3) A nova Lei 14.230/2021 aplica-se aos atos de improbidade administrativa culposos praticados na vigência do texto anterior da lei, porém sem condenação transitada em julgado, em virtude da revogação expressa do texto anterior; devendo o juízo competente analisar eventual dolo por parte do agente;

4) O novo regime prescricional previsto na Lei 14.230/2021 é IRRETROATIVO, aplicando-se os novos marcos temporais a partir da publicação da lei.

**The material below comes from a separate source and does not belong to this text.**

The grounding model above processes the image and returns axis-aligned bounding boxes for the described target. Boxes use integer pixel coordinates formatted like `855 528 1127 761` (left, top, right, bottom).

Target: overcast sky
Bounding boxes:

Nota-se que a retroação da Nova LIA ocorrerá para os casos, em curso, de improbidade administrativa culposos, sem que os novos prazos do regime prescricional sejam aplicados (nesse ponto, haverá sempre a irretroatividade). Além disso, nos termos da interpretação adotada pela Suprema Corte, a retroatividade da norma mais benéfica abrange a necessidade de dolo específico para configuração da improbidade, na forma exigida pelo § 2º do art. 1º da Lei de Improbidade Administrativa, inserido pela Lei 14.230/2021.

Feitas tais considerações, observo que no presente caso, o Ministério Público imputa ao requerido FRANCISCO PEDREIRA MARTINS JUNIOR as condutas descritas no art. 10, I, e art. 11, caput, todos da LIA, e ao requerido LUÍS DA SILVA MELO as condutas previstas no art. 9º, XI, e art. 11, caput, todos da LIA.

Por oportuno, durante a fase da instrução processual, foram colhidos os depoimentos de testemunhas, onde consignou-se os relatos abaixo destacados.

A testemunha Widson Campos Amorim, arrolada pelo Ministério Público, pontuou “[…] que conhece LUÍS DA SILVA MELO, o qual foi nomeado para o cargo de agente de endemias deste município, em março de 2008, juntamente com a testemunha; que o requerido LUÍS DA SILVA MELO era lotado na Zona 01 de trabalho; que, no ano de 2016, o referido demandado foi eleito vereador deste município; que, desde 2017, LUÍS DA SILVA MELO não labora como agente de endemias, todavia, assina a folha de ponto, que fica em sala na Secretaria de Saúde Municipal; que, entre o ano de 2017 a agosto de 2019, por determinação direta do Coordenador, o Sr. Evandro, o qual cumpriu ordem da Secretaria de Saúde deste Município, a Sra. “Socorrinha”, a testemunha substituiu o referido réu no cargo de agente de endemias; que acredita que o prefeito FRANCISCO PEDREIRA MARTINS JUNIOR tinha conhecimento do ato ímprobo de LUÍS DA SILVA MELO, pois este era líder do governo na Câmara, além de ser aliado político daquele; que, até o começo de 2021, LUÍS DA SILVA MELO continuou não prestando serviços como agente de endemias […]”.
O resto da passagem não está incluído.